Starting in the early 1990s, the U.S. Census Bureau asked Congress for extra funding each year so it could better analyze the services sector, which was quickly replacing industrial activity as the biggest driver of the U.S. economy. In 2003 the bureau requested more funding to survey financial, real estate, and other companies on a quarterly basis, rather than wait to take their pulse with its Economic Census, which gathers data on business every five years.
Every year, Census asked for the extra funds; every year, Congress denied them the money, leaving the Census Bureau largely blind to the health of a sector that made up more than half the total economy.
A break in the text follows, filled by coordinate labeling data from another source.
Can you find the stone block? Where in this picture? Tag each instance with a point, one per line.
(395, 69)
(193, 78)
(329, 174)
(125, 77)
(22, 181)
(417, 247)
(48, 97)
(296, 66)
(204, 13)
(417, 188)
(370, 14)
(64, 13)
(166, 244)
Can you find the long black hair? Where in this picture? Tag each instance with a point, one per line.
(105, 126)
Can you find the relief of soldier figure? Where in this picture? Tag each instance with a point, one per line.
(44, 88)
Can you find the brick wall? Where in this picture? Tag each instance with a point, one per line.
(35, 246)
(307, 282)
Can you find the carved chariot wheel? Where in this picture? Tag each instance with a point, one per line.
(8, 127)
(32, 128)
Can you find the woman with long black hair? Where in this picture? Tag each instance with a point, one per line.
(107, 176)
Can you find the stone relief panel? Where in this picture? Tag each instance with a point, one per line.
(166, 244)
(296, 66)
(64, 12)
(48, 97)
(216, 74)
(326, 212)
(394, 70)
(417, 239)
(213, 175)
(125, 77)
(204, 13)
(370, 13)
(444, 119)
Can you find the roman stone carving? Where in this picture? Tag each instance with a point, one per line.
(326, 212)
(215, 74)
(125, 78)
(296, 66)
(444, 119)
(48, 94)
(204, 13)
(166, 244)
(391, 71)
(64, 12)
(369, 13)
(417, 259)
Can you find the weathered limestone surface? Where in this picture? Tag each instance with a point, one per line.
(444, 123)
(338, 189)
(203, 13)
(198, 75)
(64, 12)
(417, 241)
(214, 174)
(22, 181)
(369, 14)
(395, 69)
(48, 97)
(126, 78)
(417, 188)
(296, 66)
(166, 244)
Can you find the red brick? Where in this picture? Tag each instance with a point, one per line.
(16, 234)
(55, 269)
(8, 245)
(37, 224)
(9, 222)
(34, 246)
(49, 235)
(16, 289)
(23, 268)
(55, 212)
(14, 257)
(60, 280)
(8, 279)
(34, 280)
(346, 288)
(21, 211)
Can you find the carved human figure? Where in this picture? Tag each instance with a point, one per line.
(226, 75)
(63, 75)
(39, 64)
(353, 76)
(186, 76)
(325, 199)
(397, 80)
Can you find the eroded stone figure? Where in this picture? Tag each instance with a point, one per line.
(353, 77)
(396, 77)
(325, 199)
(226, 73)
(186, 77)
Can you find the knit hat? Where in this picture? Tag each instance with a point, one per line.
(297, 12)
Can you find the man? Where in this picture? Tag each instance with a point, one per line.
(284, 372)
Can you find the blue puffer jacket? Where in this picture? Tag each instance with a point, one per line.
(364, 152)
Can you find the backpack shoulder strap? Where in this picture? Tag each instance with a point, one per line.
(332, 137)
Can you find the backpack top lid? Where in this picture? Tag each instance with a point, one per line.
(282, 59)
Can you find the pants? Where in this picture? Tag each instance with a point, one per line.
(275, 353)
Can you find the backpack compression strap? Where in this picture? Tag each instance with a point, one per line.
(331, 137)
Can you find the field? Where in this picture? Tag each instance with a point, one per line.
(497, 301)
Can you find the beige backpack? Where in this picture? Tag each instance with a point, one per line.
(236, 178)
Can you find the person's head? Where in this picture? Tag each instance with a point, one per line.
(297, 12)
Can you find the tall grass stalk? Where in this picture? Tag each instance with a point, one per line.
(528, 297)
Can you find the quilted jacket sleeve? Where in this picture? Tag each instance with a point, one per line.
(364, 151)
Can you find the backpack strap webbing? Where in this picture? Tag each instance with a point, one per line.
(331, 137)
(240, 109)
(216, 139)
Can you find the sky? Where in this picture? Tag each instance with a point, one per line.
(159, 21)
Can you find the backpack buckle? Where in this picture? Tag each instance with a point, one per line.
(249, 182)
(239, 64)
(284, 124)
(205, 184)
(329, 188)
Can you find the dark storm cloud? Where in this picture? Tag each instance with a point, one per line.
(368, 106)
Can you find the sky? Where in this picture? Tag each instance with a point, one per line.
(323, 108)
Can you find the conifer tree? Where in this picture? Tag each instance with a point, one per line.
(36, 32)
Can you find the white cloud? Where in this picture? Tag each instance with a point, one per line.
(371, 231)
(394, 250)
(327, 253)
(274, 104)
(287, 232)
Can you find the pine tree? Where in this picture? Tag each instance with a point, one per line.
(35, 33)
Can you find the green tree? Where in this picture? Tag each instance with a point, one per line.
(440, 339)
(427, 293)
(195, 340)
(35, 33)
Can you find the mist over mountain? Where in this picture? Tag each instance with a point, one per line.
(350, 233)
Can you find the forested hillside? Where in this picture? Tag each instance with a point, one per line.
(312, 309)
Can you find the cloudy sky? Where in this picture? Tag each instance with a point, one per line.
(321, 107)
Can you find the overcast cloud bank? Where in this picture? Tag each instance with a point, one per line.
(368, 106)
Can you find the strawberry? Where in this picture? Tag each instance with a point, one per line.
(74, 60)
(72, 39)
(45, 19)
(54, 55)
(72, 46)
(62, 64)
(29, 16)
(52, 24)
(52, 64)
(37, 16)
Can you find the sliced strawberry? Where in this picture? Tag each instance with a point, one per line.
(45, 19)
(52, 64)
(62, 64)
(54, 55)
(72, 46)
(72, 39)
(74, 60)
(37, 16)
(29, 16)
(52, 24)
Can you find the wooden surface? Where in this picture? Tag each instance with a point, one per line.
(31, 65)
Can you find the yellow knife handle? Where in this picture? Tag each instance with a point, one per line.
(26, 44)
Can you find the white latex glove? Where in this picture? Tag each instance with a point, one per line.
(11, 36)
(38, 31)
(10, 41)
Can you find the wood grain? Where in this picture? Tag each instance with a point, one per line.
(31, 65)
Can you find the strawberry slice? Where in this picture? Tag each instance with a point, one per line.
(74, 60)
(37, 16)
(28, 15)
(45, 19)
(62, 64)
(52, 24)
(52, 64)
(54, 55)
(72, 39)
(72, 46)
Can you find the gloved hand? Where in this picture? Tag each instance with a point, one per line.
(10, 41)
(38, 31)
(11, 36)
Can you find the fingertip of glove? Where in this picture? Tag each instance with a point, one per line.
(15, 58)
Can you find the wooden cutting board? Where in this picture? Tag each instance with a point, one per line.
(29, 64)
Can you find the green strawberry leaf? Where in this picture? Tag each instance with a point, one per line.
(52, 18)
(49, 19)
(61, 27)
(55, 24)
Finally, in early 2009, after the real estate-fueled financial crisis, Congress gave Census what it had been asking for—an extra $8.1 million. In the view of many, it was too late. “That’s a grand example of how nickel-and-diming statistics agencies can screw up the economy,” says Andrew Reamer, a research professor at the George Washington University Institute of Public Policy and a member of the BEA’s advisory committee. “The government saved $8 million, but how many trillions were lost as a result of not being able to see the crisis coming?”
That extra data, says Reamer, would’ve revealed just how quickly certain parts of the economy were slowing down.
These agencies have always had to fight for more funding. Now they may have to fight just to keep their budgets intact. As part of $19 billion in nondefense discretionary cuts in Paul Ryan’s (R-Wis.) budget—recently passed by the House of Representatives—the agencies are likely to get less funding.